Laissez-moi résumer. Notre mouvement patriotique a besoin d'une église, et le plus tôt sera le mieux. Pas d'une manière primitive, rituelle et ostentatoire, pas dans l'ordre de la tape condescendante et respectueuse sur l'épaule de l'Église et de la reconnaissance formelle de son "rôle et de ses mérites dans le renforcement de l'État russe", mais beaucoup plus profondément et sérieusement, avec un cœur brisé et une transformation de son propre esprit. Ce n'est que sur cette voie qu'une percée et une récupération qualitative de notre patriotisme après tant d'années de déclin, d'errance et de déception sont possibles. Que cela ne se produise pas immédiatement, ni complètement, mais au moins dans une certaine mesure, pour un certain groupe d'individus croyants, qui formeront à terme le "levain" évangélique au sein du camp patriotique. Ce levain sera capable de conduire la masse des patriotes hors de la captivité des chimères démoniaques et des fantasmes rationnels avec l'aide de Dieu.

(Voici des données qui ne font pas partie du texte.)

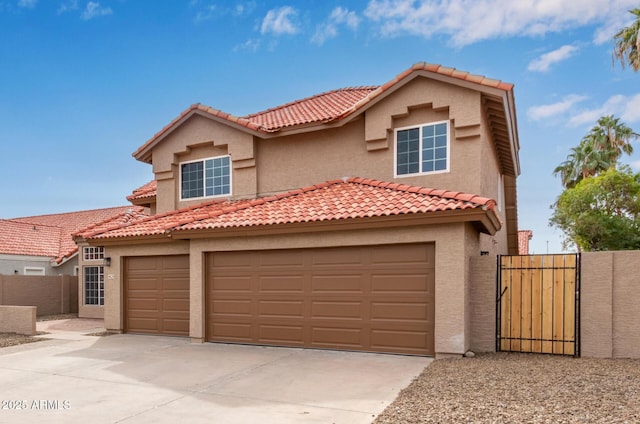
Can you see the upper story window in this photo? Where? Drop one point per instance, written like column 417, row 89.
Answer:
column 422, row 149
column 93, row 253
column 205, row 178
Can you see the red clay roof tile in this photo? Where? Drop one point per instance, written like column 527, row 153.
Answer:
column 321, row 108
column 51, row 235
column 332, row 200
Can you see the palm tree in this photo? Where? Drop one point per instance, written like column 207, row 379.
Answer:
column 598, row 151
column 627, row 43
column 612, row 136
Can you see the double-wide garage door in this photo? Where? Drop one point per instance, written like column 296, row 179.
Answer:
column 378, row 299
column 156, row 297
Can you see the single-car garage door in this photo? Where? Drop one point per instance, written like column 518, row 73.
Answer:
column 156, row 292
column 371, row 298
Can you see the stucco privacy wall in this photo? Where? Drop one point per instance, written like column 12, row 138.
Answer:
column 18, row 319
column 50, row 294
column 114, row 275
column 482, row 303
column 450, row 275
column 609, row 296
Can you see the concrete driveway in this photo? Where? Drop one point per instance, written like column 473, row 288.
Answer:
column 77, row 378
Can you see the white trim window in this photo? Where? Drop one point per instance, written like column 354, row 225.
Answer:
column 34, row 270
column 205, row 178
column 93, row 283
column 422, row 149
column 92, row 253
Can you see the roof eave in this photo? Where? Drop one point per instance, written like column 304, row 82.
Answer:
column 143, row 154
column 485, row 220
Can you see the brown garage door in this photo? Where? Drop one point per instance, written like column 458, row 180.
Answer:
column 377, row 298
column 157, row 295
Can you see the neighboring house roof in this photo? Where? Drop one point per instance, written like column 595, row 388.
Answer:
column 353, row 198
column 339, row 106
column 523, row 241
column 52, row 235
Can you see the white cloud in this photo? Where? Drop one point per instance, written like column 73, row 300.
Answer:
column 244, row 8
column 93, row 10
column 544, row 62
column 537, row 113
column 280, row 21
column 209, row 12
column 329, row 29
column 470, row 21
column 627, row 108
column 29, row 4
column 67, row 6
column 250, row 45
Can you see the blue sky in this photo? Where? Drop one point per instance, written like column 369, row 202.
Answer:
column 84, row 83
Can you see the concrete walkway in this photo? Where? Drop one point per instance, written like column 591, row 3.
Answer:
column 76, row 378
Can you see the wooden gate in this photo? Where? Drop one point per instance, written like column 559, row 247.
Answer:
column 538, row 304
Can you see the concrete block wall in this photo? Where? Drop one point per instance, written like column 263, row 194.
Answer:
column 55, row 294
column 18, row 319
column 609, row 304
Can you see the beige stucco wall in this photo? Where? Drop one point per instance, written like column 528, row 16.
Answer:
column 609, row 299
column 114, row 275
column 482, row 303
column 197, row 138
column 18, row 319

D'ailleurs, une telle avant-garde dans nos rangs est déjà en train de se former. Il se peut qu'elle ne soit pas encore assez mûre spirituellement, qu'elle soit peu nombreuse et faiblement "fermentée" en soi pour provoquer la fermentation de toute la "pâte" patriotique. Mais la glace, comme on dit, a déjà touché, et les circonstances et les conditions en Russie par rapport aux patriotes sont telles, ou plutôt, elles sont si instructives-tragiques arrangées par le bon travail de la Providence de Dieu que l'accélération des processus positifs ci-dessus devrait être considérée non seulement très proche, mais aussi inévitable.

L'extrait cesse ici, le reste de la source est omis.